Carlo Acutis che cosa avrebbe detto ai suoi coetanei di oggi, ai giovani che lo seguono, e, soprattutto, a chi non l’ha ancora scoperto, se fosse rimasto tra noi? 

«Non mi sognerei mai di far dire a Carlo cose che lui non ha mai detto. Credo sia invece più importante andare a leggere quello che lui ha effettivamente lasciato, provare a stupirsi per quanto Vangelo ci sia nelle sue parole e poi dirsi: ma io, alla luce di quella vita, illuminato dal Vangelo, io che cosa ho da dire con la mia storia agli uomini che incontro. Il libro si fonda proprio su questo. Non ci servono altri santi, non ci servono altri “miti” ma dobbiamo provare noi ad essere più profetici incarnando una vita evangelica onesta e matura».

La passione di Carlo era l’informatica. Per questo motivo viene indicato come possibile futuro patrono di Internet?

«Carlo amava l’informatica ma la sua forza, a mio avviso, è quella di tutte le persone che sono così intelligenti da non separare mai lo sguardo tecnico dall’amore per l’uomo. Abbiamo bisogno di uomini innamorati dell’uomo come lo era Cristo. Se sei innamorato dell’uomo puoi essere informatico e narrare il Vangelo, se non lo sei puoi anche essere Cardinale ma non incarnerai mai la Parola». 

Carlo Acutis aveva compreso l’importanza dei nuovi media per diffondere il Vangelo fra la gente. Un’intuizione geniale la sua? 

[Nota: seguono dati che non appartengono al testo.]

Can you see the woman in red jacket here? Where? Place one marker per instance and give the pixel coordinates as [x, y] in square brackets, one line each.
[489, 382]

«Aveva quindici anni, come tutti i coetanei viveva nel suo tempo. Era normale affacciarsi al mondo dell’informatica. Essendo dentro il mondo parrocchiale ha unito questi ambiti. Solo chi è adulto legge le novità come “intuizioni”, per i giovani sono la normalità. Se poi chiede a me se i media servono per diffondere il Vangelo chiaramente dico di sì, ma naturalmente non basta. Non è bastato stampare la Bibbia per diffondere la Parola, occorre l’incontro, la Carità. Il Vangelo si diffonde nella debolezza, se usiamo i social per imporre il Vangelo non passa. Ma anche i classici pulpiti da cui predichiamo se vengono usati con supponenza allontanano dal Vangelo invece di avvicinare».

Ha mai pensato quanto sarebbe stato forte l’impegno di Carlo al tempo della pandemia? 

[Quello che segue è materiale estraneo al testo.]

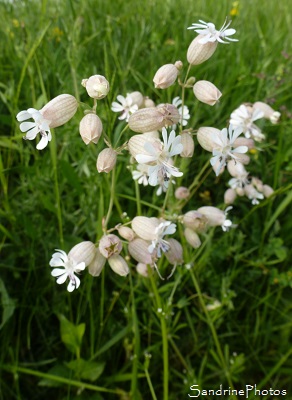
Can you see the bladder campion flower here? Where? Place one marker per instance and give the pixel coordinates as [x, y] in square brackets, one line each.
[210, 33]
[224, 143]
[244, 117]
[40, 125]
[55, 113]
[183, 111]
[125, 106]
[77, 259]
[158, 157]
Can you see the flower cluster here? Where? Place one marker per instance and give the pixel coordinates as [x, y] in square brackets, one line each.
[156, 151]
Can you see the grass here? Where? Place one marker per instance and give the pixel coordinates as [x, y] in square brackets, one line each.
[137, 338]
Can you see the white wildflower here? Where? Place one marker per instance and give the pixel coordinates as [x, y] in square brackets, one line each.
[211, 34]
[158, 157]
[183, 111]
[244, 117]
[125, 107]
[158, 243]
[141, 174]
[40, 125]
[253, 194]
[70, 267]
[224, 143]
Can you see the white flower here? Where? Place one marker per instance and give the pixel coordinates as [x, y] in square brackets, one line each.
[40, 125]
[253, 194]
[141, 175]
[208, 30]
[158, 243]
[183, 112]
[244, 117]
[224, 142]
[227, 223]
[126, 107]
[158, 157]
[70, 267]
[238, 182]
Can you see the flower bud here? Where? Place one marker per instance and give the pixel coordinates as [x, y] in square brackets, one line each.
[137, 142]
[137, 98]
[188, 145]
[126, 233]
[268, 111]
[170, 114]
[217, 166]
[251, 192]
[110, 245]
[142, 269]
[146, 119]
[90, 128]
[240, 191]
[198, 52]
[192, 238]
[97, 264]
[242, 158]
[195, 221]
[165, 76]
[106, 160]
[204, 136]
[257, 183]
[174, 254]
[148, 103]
[145, 227]
[206, 92]
[229, 196]
[152, 134]
[236, 169]
[242, 141]
[267, 190]
[119, 265]
[181, 193]
[60, 110]
[96, 86]
[82, 252]
[138, 248]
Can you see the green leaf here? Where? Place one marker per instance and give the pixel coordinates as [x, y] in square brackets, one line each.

«Mi sembra sbagliato voler prendere la figura di un santo e spostarla nel tempo. Quando ero giovanissimo un amico frate mi ha mostrato un fumetto in cui si narrava di un San Francesco moderno che rinunciava a Ferrari e discoteca per aiutare i poveri, credo di non aver mai letto niente di più moralistico e insulso. Le ritraduzioni delle esperienze passate sono sempre pericolose, ripeto che per me la domanda è: alla luce di chi ci ha preceduto, Carlo compreso, come declinerei concretamente la mia relazione con il Risorto? Quale sguardo dare alla pandemia? Come avvicinare la morte?».

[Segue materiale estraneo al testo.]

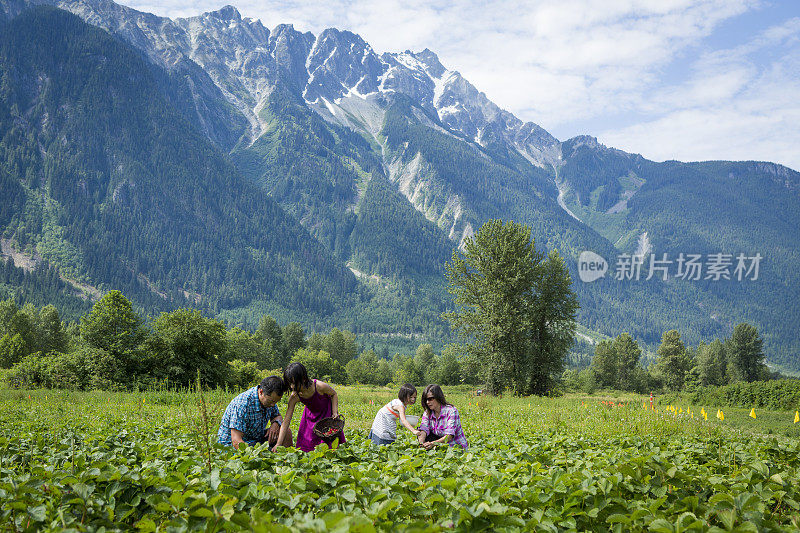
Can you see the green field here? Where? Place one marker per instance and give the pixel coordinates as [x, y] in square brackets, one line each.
[140, 461]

Da qualche mese vive in Lunigiana, in una casa in un bosco vicino a un eremo, dove prega, cammina, accoglie, ascolta, celebra e scrive. Quali insegnamenti sta traendo da questa esperienza? 

«Sono molto grato dell’opportunità che mi è stata concessa dai Vescovi di Bergamo e Massa, quello che sto scoprendo in questi anni è la normalità. Una vita normale, lontana dal ruolo di parroco. Questo è quello che sentivo io come fedeltà alla mia vocazione. In questa “normalità ritrovata” sento che molte persone, moltissimi preti, si avvicinano e trovano un fratello. Sono molto più debole ora, non ho schemi pastorali da proporre, non ho nulla se non la possibilità di sottrarmi, lo dico come lo diceva Carlo Acutis “La santificazione non è un processo di aggiunta ma di sottrazione”. Ecco, anche la vita lo è».